Affected versions: 7.7 - 7.9.1 (fixed >= 7.9.2)
Continuous transform minimize the amount of updates by querying only changed buckets, the logic uses a combination of query features for that. For terms it relies on terms query.
If a script is used in group_by instead of a field, this change detection logic causes the transform to fail (after it switches to continuous mode, not directly after start but after checkpoint 1) as it expects a field:
task encountered irrecoverable failure: field name cannot be null
Because scripts offer freedom to build a bucket key, we can't use them to detect changes on them. We could construct a script query, however this would be very expensive.
Mitigation: don't use scripts in group_by together with continuous transform. Scripts in queries are very expensive, so independent of change detection it's highly recommended to _not_ use scripts in production, but only in the development/data exploration phase.
Update: We finally decided to go with option B, keeping the other ideas for documentation.
## A Disallow scripted group_by in continuous mode
This would be easiest, however if you have only 1 scripted group_by but n non scripted group_by's this would limit functionality unnecessary.
This would let continuous mode do a full rerun if all group_by's are using a script. On larger scale this leads to performance problems. If there are other non-scripted group_by's or the amount of data is small this might still be an acceptable solution.
B.2: For this solution we could also consider using _update instead of index.
## C Implement change detection based on scripted query
I am not 100% sure this is possible. This solution would use a script query instead of a terms query. This solution might not be better than solution B: disabling change detection.
Because data might be small A would limit functionality, I therefore tend towards B. It would be possible to disallow certain combinations like only disallow if no group_by implements change detection, but again this sounds like to much of a restriction. Instead we should warn the user about potential problems. Solution C might be good in the long run, but takes significant more time to verify, implement and test, so B seems to be the best short term solution.

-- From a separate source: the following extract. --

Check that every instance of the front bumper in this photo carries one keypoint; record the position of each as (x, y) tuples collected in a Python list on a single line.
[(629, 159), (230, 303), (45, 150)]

The user that reported the issue made a workaround for https://github.com/elastic/elasticsearch/issues/48243, therefore supporting missing_bucket should be prioritized.
Update
If transform can not apply any change detection a warning (job message + log) is raised regarding performance.
Pinging @elastic/ml-core (:ml/Transform)
FWIW: I tested the possibility to backport this change to 7.9, but unfortunately this turned into a lot of merge problems as the PR depends on other changes.
Without leaking any information about release dates, the next patch release 7.9.2 and the next minor 7.10 are not far away and there is not much time in-between them.
I therefore dropped the idea of a backport.
After revisiting the backport again, I manually backported the important bits to 7.9.2.